Sue went to a website to watch Bob Dylan live on stage and her computer got "fried." Leo says that there's no website that can short out a computer. And it's not in the interest of a hacker to be that destructive. They want vulnerable computers to exploit them. So it's important to keep the computer updated. She should also update Flash, her PDF reader, drivers, and just about everything can be exploited. Leo also recommends using Google Chrome, because it sandboxes Flash and updates it all the time. So she doesn't even have to install Flash on her system.
Greg's PC got attacked by Crypto Locker, malware that encrypts user data and holds it for a ransom of $500. They require Bitcoin and they do that because it's not traceable. Greg decided to not pay the ransom, formatted his hard drive and now he's going to recover his data from Carbonite. But it didn't backup everything.
Kathy downloaded an update for Adobe Reader and now she thinks she may have been bit by a virus. Leo says if Adobe Reader had an official update, she would really need to install it because it protects her from the viruses she fears. She was told to reset the browser and she lost all her booksmarks and extensions. Leo says that's actually what he would have advised because often it's extensions that cause the trouble. That's why Leo suggests using another browser like Google Chrome. Internet Explorer is a mess.
Leo called in and said his work computer got a virus. Everytime people log onto his website now, they get that FBI symbol. Leo says that hacking websites is the number one way hackers can get onto home computers. It's possible that his work website has been hacked because it isn't up to date and has security vulnerabilities.

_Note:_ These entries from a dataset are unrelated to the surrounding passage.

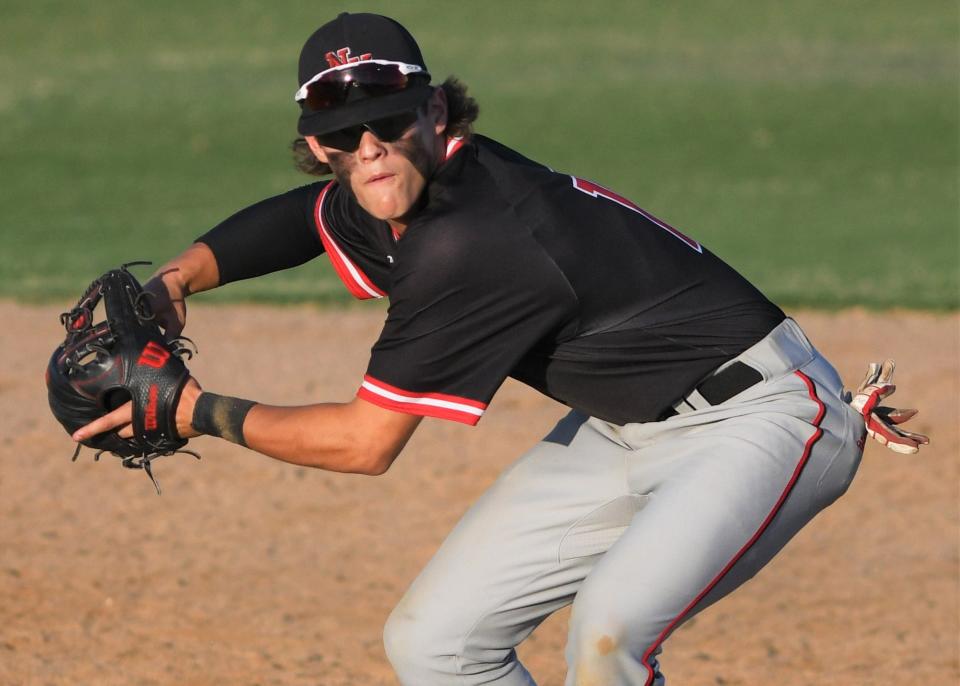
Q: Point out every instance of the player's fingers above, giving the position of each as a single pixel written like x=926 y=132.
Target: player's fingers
x=895 y=415
x=120 y=416
x=897 y=440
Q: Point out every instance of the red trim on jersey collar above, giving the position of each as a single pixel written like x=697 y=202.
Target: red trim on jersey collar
x=438 y=405
x=453 y=144
x=359 y=284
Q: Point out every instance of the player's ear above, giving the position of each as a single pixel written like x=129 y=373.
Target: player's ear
x=437 y=111
x=316 y=149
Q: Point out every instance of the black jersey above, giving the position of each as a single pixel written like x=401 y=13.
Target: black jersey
x=512 y=269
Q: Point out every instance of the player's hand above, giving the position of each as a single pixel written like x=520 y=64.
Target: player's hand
x=882 y=422
x=168 y=299
x=121 y=419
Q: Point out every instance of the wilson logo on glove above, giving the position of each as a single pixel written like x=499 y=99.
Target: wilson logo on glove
x=150 y=411
x=153 y=355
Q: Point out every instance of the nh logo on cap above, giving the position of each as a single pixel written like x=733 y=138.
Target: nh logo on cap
x=342 y=56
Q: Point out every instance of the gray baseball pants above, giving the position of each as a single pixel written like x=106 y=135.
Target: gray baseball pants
x=639 y=526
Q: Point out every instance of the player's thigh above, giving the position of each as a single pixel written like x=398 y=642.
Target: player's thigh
x=516 y=555
x=724 y=500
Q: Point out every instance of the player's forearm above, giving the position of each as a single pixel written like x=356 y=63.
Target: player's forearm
x=331 y=436
x=315 y=436
x=192 y=271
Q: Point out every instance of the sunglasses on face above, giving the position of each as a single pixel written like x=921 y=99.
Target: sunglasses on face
x=387 y=130
x=373 y=78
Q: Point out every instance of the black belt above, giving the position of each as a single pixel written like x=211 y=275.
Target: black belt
x=718 y=388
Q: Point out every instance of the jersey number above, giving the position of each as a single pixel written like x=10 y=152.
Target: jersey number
x=596 y=191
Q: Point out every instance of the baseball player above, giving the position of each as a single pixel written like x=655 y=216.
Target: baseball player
x=705 y=429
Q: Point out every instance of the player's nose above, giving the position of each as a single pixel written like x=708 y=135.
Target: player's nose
x=370 y=146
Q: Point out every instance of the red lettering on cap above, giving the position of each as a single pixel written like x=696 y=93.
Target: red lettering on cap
x=342 y=57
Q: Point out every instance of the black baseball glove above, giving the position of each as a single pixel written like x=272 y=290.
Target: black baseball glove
x=100 y=366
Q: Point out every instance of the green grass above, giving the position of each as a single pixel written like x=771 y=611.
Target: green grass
x=812 y=144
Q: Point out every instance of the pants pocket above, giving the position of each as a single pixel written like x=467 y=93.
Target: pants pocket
x=596 y=531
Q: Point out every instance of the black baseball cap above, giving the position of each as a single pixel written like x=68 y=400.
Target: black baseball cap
x=354 y=38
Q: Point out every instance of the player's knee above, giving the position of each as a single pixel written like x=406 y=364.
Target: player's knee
x=415 y=647
x=602 y=650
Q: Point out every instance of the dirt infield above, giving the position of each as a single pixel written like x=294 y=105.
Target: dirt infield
x=249 y=571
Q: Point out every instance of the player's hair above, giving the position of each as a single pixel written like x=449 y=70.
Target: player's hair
x=462 y=111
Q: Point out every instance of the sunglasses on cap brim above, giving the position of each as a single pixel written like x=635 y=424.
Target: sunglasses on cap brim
x=387 y=129
x=335 y=86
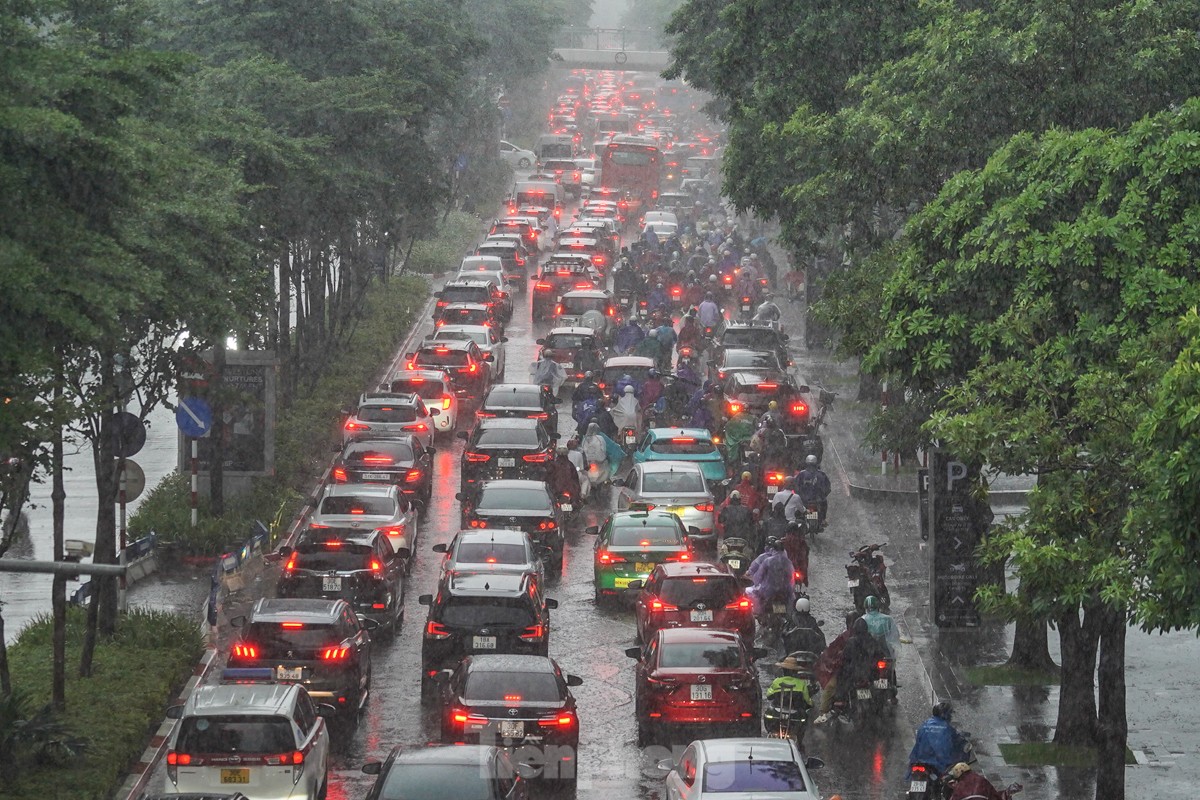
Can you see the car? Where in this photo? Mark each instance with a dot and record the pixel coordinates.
(359, 566)
(742, 769)
(516, 157)
(471, 372)
(693, 595)
(321, 644)
(689, 678)
(474, 771)
(235, 735)
(491, 549)
(489, 340)
(575, 348)
(629, 545)
(522, 401)
(369, 506)
(507, 447)
(400, 461)
(388, 414)
(435, 389)
(514, 702)
(520, 505)
(683, 444)
(676, 486)
(486, 613)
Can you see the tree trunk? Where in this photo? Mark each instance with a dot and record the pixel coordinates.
(1113, 727)
(1077, 696)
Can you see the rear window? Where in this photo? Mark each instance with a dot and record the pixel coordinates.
(511, 686)
(683, 446)
(700, 655)
(683, 482)
(352, 505)
(235, 734)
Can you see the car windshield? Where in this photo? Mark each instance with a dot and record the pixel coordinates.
(387, 414)
(647, 536)
(367, 506)
(724, 777)
(243, 734)
(684, 591)
(436, 781)
(511, 686)
(523, 499)
(491, 553)
(683, 446)
(689, 482)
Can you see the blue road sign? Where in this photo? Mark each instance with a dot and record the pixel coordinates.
(193, 416)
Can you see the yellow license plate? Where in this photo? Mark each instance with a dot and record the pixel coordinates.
(235, 776)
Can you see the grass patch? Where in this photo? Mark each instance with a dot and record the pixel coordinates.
(135, 677)
(1006, 675)
(1047, 753)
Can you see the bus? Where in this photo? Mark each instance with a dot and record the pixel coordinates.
(633, 166)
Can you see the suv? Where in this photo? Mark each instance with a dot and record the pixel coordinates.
(360, 567)
(483, 612)
(269, 740)
(319, 644)
(384, 414)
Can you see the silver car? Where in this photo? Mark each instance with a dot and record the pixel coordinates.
(675, 486)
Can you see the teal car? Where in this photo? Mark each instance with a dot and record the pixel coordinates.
(684, 444)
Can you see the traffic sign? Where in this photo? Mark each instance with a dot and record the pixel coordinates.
(129, 434)
(193, 416)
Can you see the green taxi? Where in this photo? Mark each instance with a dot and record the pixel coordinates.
(630, 543)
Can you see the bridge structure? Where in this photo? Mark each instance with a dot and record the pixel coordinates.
(610, 48)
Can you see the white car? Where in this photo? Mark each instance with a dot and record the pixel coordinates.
(517, 157)
(267, 740)
(742, 769)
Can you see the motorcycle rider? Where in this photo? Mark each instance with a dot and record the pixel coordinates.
(939, 744)
(814, 488)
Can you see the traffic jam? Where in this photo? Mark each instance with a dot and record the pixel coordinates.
(576, 542)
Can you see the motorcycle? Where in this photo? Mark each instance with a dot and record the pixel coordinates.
(865, 576)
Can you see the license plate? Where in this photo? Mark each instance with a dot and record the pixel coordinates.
(235, 775)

Bob has been seeing that the Microsoft scam is targeting seniors. Seniors are getting calls from "tech support" at Microsoft saying they're infected. Bob says that he tells all his clients that it's a scam, but they find it's very authoritative. Leo says that's why seniors are much better off with tablets instead of computers. Leo says that he believes the same technicians that actually handle tech support overseas are moonlighting making these calls.
Dennis has an older Windows XP machine with two drives - one for programs, one for data. Lately, Malware Bytes has been finding "suspicious files." Could they be malware? He quarantined the files and now he can't access his data. When he unquarantined them, they were deleted. Leo says it could be a false positive.
Peter was looking for video codecs and he got bit by some malware called "Search Donkey." Leo says that even legitimate sites can get bit by malware. And places like CNet will install adware in their installer without really drawing attention to it. Leo says that the only difference between Malware and Adware is that Adware lets the user uninstall and technically gives an opt out on installation (if the user can find it).
The police department in a New Hampshire town has been infected with Cryptolocker and the city has refused to pay the tribute to get their data back. This is the opposite reaction from a Massachusetts police department that decided to pay up to get their data. Leo says that if the PD was backing up their data, they wouldn't have to pay up. Clearly, they haven't been. And that's not good.
Peter is getting a popup on YouTube that is saying it has an expired certificate. Leo says that usually indicates an inaccurate date and time set in the computer. He should also update his browser. That will update the certificate authorities.
Chris' computer is really slow. Leo says that could likely be malware that's causing the computer to devote its time to things he doesn't know about. He advises scanning the computer with the Microsoft Malicious Software Removal Tool and his AntiVirus software. It could also indicate that the hard drive is starting to fail.
Leo suggests reinstalling Windows and starting over. He should backup his data, reinstall Windows and then update it. He'll have a computer that runs a lot faster.